Vienne le temps des élections législatives et les mêmes pensées, et les mêmes désirs, et les mêmes iniquités, sont transportées et se commettent sur un plan différent.

 Le député n'est pas le dépositaire des volontés d'une population, au moins de sa majorité 

ce n'est point l'homme désigné par elle pour résoudre ou aider à résoudre les grands problèmes généraux 

c'est l'homme qui multipliera les démarches et les intrigues pour trouver au cousin une situation, lui obtenir la décoration qu'il convoite et si possible augmenter sa pension [...]. 

Le député, en Corse, est pour le peuple montagnard, candide, encore et souvent illettré, une divinité. 

Le député, c'est le détenteur de la manne et son distributeur, c'est l'homme devant qui, amicaux ou craintifs, s'inclinent les ministres, c'est, en un mot, celui qui «s'il le veut» peut nommer un garde-champêtre ou le faire nommer. 

Par là, du moins, il est plus grand que le dernier des empereurs français. 

Un demi-dieu !" 

(H. Vidal, "La politique, ce poison...", Le Figaro, novembre 1927).

Les pressions politiques.

"Nous soussignés MM. Leca Marc-Ange, Leca Antoine- Mathieu, Campana César, Campana Angèle-Marie, Arrighi Antoine-Dominique, Ottavi Octave, Campini François, Campini Bettie, Tomboni François, assistés de la commune d'Arbori, déclarons que avant les élections législatives, certains partisans de la municipalité ont fait pression sur les assistés.

Que par mesure de représaille, le conseil municipal, présumant que lesdits assistés n'avaient pas voté pour leur candidat M. Landry, ont été radiés de la liste des assistés.
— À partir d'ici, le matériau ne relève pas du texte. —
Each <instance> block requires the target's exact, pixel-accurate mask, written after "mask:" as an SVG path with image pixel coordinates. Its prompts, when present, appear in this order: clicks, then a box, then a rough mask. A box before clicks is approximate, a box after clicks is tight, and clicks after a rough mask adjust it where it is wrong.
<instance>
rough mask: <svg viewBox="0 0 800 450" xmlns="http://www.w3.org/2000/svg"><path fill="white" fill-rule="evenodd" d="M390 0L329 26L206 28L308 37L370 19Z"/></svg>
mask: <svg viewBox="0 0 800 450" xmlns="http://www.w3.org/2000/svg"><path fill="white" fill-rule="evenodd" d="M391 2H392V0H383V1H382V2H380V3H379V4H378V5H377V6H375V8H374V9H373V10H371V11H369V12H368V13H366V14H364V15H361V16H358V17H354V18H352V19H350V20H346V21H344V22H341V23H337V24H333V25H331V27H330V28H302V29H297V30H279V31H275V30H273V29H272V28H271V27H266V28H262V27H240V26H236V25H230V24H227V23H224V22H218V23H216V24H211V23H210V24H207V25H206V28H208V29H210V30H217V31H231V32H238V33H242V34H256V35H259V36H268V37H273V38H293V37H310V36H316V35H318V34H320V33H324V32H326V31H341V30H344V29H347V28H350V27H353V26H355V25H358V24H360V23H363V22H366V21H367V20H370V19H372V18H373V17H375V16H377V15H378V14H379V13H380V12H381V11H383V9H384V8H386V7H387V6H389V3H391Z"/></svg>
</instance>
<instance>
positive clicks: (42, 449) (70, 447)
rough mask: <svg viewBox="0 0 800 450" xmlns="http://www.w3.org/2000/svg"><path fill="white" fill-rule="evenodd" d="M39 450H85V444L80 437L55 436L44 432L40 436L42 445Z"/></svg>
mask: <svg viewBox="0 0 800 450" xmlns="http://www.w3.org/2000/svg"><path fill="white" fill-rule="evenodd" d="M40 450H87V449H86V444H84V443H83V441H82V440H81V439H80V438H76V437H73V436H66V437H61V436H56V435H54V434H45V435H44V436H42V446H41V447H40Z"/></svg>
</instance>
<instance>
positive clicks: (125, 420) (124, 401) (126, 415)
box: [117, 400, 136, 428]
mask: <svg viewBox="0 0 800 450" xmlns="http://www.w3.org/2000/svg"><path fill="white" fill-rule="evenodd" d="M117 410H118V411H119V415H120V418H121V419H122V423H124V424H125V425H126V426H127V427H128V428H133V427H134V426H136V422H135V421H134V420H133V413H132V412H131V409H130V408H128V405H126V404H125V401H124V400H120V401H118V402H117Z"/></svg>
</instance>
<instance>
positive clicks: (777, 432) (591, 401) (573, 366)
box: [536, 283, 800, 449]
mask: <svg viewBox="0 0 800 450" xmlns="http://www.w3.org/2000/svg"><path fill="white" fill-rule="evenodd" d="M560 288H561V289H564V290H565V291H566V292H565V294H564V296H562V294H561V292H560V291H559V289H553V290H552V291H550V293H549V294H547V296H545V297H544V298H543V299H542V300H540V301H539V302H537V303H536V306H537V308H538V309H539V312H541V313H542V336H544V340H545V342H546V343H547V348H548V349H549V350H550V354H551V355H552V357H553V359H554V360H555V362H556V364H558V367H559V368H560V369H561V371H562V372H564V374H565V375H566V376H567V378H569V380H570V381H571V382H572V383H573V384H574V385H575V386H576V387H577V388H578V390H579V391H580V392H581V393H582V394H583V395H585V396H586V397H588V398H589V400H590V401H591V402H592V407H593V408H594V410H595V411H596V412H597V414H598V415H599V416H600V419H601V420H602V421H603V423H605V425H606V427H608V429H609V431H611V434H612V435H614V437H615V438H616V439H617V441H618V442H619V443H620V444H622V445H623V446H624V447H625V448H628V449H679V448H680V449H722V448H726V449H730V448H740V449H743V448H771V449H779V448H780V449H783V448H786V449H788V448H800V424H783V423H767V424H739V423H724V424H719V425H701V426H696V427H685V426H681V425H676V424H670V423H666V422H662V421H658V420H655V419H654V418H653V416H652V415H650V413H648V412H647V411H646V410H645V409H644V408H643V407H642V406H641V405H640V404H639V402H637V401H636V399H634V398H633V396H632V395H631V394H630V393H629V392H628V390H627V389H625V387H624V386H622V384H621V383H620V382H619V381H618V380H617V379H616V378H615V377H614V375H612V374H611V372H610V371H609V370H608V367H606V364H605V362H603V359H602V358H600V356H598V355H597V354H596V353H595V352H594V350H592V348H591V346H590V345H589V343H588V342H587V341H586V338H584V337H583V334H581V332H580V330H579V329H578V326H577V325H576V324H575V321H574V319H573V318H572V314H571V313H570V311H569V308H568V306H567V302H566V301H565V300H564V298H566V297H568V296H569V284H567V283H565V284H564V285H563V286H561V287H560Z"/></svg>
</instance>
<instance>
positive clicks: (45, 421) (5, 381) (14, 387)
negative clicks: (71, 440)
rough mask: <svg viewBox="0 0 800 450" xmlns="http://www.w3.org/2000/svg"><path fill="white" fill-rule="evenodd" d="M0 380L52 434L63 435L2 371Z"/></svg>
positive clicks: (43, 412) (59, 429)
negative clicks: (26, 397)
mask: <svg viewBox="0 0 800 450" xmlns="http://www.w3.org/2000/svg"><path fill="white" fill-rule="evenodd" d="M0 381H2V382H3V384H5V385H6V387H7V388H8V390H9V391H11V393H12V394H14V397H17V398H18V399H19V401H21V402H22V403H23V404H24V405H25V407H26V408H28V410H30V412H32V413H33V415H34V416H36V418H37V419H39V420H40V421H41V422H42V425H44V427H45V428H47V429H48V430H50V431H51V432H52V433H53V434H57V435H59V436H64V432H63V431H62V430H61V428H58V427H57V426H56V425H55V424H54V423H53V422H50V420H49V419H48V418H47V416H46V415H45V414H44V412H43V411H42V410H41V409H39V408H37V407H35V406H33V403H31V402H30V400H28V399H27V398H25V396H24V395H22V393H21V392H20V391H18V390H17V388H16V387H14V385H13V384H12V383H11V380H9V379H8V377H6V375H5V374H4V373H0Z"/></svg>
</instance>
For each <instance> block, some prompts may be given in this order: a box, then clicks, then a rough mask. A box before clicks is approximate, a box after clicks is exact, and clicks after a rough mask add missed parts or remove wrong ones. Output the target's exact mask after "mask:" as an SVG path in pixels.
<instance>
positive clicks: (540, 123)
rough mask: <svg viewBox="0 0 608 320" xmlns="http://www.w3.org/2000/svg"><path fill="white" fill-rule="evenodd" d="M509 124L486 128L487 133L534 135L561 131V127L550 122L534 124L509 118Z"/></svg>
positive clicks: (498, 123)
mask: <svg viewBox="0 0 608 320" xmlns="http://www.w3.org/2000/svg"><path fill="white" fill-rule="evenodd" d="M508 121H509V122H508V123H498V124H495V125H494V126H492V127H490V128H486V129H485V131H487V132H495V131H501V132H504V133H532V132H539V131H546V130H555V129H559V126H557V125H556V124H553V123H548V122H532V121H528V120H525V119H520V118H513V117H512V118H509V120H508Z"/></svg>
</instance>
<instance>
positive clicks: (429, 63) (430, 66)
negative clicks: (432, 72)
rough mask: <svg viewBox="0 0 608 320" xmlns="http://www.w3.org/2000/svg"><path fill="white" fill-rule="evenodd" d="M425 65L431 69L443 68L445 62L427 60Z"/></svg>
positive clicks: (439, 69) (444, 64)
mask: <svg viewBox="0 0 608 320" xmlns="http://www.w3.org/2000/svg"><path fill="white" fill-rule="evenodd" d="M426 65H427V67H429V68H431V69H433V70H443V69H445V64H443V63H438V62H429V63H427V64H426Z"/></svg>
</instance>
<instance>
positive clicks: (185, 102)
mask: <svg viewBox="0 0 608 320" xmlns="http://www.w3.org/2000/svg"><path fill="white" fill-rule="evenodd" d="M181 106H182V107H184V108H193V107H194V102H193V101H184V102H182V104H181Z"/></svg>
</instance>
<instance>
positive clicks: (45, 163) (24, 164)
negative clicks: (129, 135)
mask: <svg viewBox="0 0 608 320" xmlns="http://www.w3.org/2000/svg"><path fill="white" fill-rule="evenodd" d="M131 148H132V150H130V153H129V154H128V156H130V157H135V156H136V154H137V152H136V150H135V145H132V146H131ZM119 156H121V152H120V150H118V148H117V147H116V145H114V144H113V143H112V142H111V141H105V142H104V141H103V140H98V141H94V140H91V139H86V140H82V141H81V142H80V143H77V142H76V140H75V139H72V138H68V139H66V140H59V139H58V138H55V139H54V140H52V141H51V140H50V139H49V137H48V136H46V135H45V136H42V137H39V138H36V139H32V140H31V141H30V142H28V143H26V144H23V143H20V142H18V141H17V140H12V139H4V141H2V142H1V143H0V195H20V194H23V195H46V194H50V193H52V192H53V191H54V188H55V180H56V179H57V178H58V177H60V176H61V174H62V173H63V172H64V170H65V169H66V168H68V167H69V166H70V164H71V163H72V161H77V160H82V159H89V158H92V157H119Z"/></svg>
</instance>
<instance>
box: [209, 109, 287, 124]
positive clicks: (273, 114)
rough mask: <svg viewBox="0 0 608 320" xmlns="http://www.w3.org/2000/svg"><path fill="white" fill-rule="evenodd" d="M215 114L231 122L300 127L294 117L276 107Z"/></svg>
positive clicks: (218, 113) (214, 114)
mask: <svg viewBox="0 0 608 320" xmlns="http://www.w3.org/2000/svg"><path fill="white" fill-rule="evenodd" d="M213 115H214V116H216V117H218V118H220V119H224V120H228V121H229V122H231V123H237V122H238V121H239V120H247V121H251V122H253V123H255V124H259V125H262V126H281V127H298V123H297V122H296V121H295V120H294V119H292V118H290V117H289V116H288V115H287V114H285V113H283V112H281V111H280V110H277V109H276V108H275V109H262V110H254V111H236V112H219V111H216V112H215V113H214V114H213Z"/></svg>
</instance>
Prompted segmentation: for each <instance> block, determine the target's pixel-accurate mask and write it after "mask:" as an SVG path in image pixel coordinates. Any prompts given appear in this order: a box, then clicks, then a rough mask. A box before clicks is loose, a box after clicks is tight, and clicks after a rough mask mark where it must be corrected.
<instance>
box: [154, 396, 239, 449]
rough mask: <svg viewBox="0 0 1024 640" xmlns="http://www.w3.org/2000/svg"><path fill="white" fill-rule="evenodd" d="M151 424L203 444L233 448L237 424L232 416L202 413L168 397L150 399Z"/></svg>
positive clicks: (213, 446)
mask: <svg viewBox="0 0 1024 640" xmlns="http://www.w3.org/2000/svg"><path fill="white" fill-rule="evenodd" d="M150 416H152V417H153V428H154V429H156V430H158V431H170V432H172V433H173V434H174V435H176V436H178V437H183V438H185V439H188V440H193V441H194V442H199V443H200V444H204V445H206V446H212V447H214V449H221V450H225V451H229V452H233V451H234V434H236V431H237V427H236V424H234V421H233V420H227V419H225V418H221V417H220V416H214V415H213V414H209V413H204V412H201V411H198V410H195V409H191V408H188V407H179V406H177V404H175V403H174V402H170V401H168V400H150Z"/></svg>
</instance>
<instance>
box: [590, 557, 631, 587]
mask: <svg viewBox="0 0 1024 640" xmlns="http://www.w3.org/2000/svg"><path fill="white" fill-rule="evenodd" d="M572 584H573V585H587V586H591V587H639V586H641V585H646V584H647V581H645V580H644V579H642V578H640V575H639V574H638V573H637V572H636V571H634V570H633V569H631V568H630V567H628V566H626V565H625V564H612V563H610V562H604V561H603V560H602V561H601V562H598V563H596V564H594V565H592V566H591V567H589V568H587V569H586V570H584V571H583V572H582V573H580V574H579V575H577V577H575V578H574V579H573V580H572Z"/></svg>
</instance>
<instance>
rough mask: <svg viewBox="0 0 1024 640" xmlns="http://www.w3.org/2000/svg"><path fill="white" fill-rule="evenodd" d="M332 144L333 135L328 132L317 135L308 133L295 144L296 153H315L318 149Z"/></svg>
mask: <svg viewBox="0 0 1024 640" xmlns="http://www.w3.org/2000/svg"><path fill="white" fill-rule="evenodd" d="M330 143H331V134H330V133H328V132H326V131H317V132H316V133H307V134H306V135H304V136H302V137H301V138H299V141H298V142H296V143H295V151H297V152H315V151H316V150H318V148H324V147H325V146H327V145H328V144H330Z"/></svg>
Les neuf assistés étaient tous partisans de la candidature Carbuccia.

Arbori, le 16 mai 1932"

Mémoire présenté par M. de Carbuccia relatif à l'élection législative de l'arrondissement d'Ajaccio, mai 1932, pièce justificative 10).

"Je soussigné, Massimi Jean, journalier, électeur inscrit sur les listes électorales de Sainte-Marie-Sicché, arrondissement d'Ajaccio, atteste et certifie qu'au cours de la tournée électorale faite dans ma commune par M. Landry, député sortant, ses représentants qui l'accompagnaient dans cette tournée m'ont promis, si je votais le 1er mai pour M. Landry, de me faire nommer cantonnier.

 Ils m'ont même proposé, si je m'engageais à voter pour M. Landry, de faire un dépôt pour garantir que la promesse à moi faite serait tenue.

Fait de bonne foi à Sainte-Marie-Sicché, le 15 mai 1932".